I know what I look for and what suits me, I also see what most other stage events do.
i.e. Mostly mountain RR with a TT and a Crit.
Is this the ideal scenerio for most people.
What about
1 sprinters classic style RR, 1 circut race and 1 crit.
It would be a race for the sprinters as well as a all-arounder. Would it attract more people if it wasn't as hard as say a "mountains or super rolling course" but more of a race where more people could have a chance.
The race in the past has been 1 hilly RR, 1 TT and 1 hard crit, it happens in the fall at the end of the racing season.
I have attached a pole to this or just respond.
Come on folks give me your thoughts.
asgelle
02-25-2004, 01:15 PM
I am charged with hosting a stage race in the North West this year and am curios what people are looking for in a race.
I know what I look for and what suits me, I also see what most other stage events do.
i.e. Mostly mountain RR with a TT and a Crit.
Is this the ideal scenerio for most people.
What about
1 sprinters classic style RR, 1 circut race and 1 crit.
It would be a race for the sprinters as well as a all-arounder. Would it attract more people if it wasn't as hard as say a "mountains or super rolling course" but more of a race where more people could have a chance.
The race in the past has been 1 hilly RR, 1 TT and 1 hard crit, it happens in the fall at the end of the racing season.
I have attached a pole to this or just respond.
Come on folks give me your thoughts.
What I see as a problem with you proposal is that if this is a timed SR (as opposed to a scored race), there isn't any good way for a rider to gain time on the field. All three stages look like they'll end in bunch sprints.
niteschaos
02-27-2004, 10:12 AM
I think you should have a steep-ass road race, so the little guys can have thier fun. A flat TT so the big guys can have thier fun. Finish up with a rolling terrain crit for the final event, so pure sprinters may not have a chance to dominate, but neither will gosomer climber types either.
bimini
02-29-2004, 01:53 PM
At 170# the hill climbs are for the little guys. I love circuit races and sprints, on small rollers I can hang on and crits are fun too. TT are a waste of money, (but I will do a few this year just so I can get to my goal of an under 1 hour 40K)
lonefrontranger
03-03-2004, 07:05 PM
Being a roleur myself I'm biased. That being said, stage races with crazy-assed hilly stages are a dime a dozen.
IMO it would be different and interesting to do a "classic" type RR, a rolling to moderately hilly circuit or crit with a short hill, and a long, flat TT.

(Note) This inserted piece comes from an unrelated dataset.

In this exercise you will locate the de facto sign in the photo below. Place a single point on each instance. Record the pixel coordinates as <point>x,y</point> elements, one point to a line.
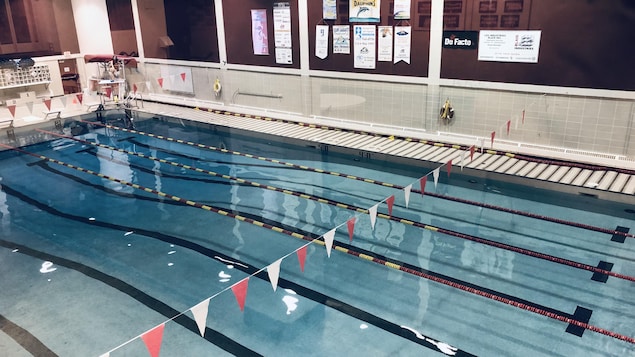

Keep in mind that, depending on the road race, it doesn't necessarily have to come down to a field sprint, flat or no. There are only 2 "flat" RR courses here in Colorado. However, both of them tend to be wicked evil races of attrition due to wind conditions (Hugo) or road conditions (Boulder Roubaix). The Roubaix is self-explanatory and only nitwits like myself tend to risk their equipment racing it. Hugo is a flat to rolling "classic" style RR run in BFE Eastern Colorado that (due to nearly 40mph crosswinds), turned into a bona fide Belgian style classic race last year. Eschelons as far as the eye could see. Fields of 100+ guys came straggling in as groups of six or eight riders apiece. I heard about guys getting their bikes cut out from under them by enormous tumbleweeds! People lost anywhere between ten and thirty minutes on the leaders just from getting shut out the eschelon at a key point in the race.
If you think scoring on time may become an issue, then score by finish points instead. I can provide a scoring matrix I've used successfully for series events based on points through 20 places per stage.